Saturday, June 23, 2012
Unquiet Earth Andew Keeling
Over the last decade or so, Andrew Keeling has covered a lot of ground. Aside from his love of fell-walking, as a composer he’s been striding purposefully across varied territories. There’s been the contemporary chamber settings on Quickening The Dead, improvised music on English Sun (joined by ex-King Crimson violinist David Cross) and more recently, a reversion to his pre-classical roots as a folky on First Things and Soror. The rock-orientated Bells Of Heaven in which Keeling goes electric also provides further testimony to his eclecticism.
Despite such radically different facets a constant seam veined throughout his work has been an unerring facility with melody. Returning to contemporary chamber music, his writing on Unquiet Earth, energetically bustles with bright timbres and strident rhythms on Present for string quartet and the title track, scored for piano trio.

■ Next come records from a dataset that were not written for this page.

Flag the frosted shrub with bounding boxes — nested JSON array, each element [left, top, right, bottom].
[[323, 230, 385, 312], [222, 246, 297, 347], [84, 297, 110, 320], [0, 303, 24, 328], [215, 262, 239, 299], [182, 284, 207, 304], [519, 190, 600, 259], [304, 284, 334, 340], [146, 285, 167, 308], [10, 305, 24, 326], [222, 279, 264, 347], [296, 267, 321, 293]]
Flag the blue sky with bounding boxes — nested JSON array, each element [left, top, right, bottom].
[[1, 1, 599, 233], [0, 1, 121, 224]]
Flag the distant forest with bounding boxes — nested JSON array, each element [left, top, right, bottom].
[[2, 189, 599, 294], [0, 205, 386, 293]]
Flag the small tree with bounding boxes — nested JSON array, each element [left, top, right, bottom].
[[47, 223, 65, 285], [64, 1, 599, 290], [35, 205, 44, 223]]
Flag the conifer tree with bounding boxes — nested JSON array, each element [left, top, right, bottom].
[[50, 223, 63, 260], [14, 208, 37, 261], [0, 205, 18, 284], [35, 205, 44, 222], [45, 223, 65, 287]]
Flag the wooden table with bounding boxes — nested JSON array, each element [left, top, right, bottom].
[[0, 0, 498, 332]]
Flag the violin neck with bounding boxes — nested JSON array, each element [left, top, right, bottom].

Keeling's careful balance between harmonic impact and understated drama is masterful and Beacon Hill is the album’s outstanding piece. Sombre gently chiming percussion, electric guitar and dark, rumbles of cello and piano slowly part, allowing a keening violin to emerge like a silvery light between pensive clouds. Joined by saxophone, a similarly mournful line is gently etched, yet as the piece comes to rest a pale but hopeful light prevails.